我记得那天的阳光特别好,从窗外透进来,映得娘亲周身都像是镶了层金。她一向美丽,那天更是如仙女一样。后来爹也来了,他先是皱着眉,嗔怪娘亲不知先吃过早饭再忙活,回头又该胃痛了云云,之后他便像变戏法一样,在我发间插了根玉簪子。

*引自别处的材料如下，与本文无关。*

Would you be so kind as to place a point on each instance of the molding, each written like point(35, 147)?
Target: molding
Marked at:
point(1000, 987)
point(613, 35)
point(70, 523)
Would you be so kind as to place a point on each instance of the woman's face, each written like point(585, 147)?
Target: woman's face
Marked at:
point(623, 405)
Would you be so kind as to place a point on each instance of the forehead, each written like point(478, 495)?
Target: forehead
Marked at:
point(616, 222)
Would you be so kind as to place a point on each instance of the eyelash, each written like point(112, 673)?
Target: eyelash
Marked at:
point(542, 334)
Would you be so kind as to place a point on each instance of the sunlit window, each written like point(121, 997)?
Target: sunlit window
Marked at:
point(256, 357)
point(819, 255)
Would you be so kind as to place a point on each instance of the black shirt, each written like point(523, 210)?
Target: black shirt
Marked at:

我开心极了,因为我不但拿了BMW的头衔,还长大了。爹和娘亲见我高兴,也相视而笑。铜镜里映出我们三人的笑靥,我想,那一定便是娘亲常说的「幸福」。

时辰到了,姑姑和表姊也来了,我和表姊一起站在学院的头门接受大家的恭喜。我身上的BMW袍是娘亲亲手缝制的,黑色的丝绸料子,袍襬还用银线绣了大朵的百合。

娘亲说:「暖歌,妳和小柔别总站在这儿,过去跟四婆她们说话。」

「哦!」我应了,拉着表姊跑下了台阶。

「跑慢点儿,小心摔了。」爹在我身后嘱咐着。

我回头对着他笑。正笑着,门楣上挂的烫金匾额忽然掉了下来,刚好砸在了匾额下站着的那两人头上。

是娘亲,还有爹。他们死了。我的BMW袍成了丧袍。

姑姑说,其实我应该换上白袍,头上戴白花孝。但我没有听她的话,我宁愿娘亲和爹在天上看到我穿着的、戴着的,都是他们亲手为我准备的东西。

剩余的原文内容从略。